Nadzieja to tajemnica. Łatwiej ją zdefiniować, gdy jesteśmy w depresji, ale trudniej, gdy jesteśmy szczęśliwi. Nadzieja nie jest zachętą, to nie jest duch, który delikatnie szepce: 'ściślej, naprawdę się stanie'. To raczej szorstka pani, która mówi: 'Jak sobie poradzisz, to zależy od ciebie'. To rodzi się z bólu, a jej moc rodzi się z nawiązania kontaktu z naszą najgłębszą prawdą!

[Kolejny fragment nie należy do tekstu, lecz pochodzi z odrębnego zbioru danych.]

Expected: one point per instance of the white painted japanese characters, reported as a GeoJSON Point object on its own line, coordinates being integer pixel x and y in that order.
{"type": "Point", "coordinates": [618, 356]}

Nadzieja nie jest to coś, co daje nam fakty, to coś, co daje nam sens tych faktów.
Nadzieja to takie dobro, które nie pozwala się zabić, ale nie pozwala też na pełne życie. To coś, co jest z nami, ale co zawsze jest poza nami.
Nadzieja to taki dobry śniadanie, ale zły obiad.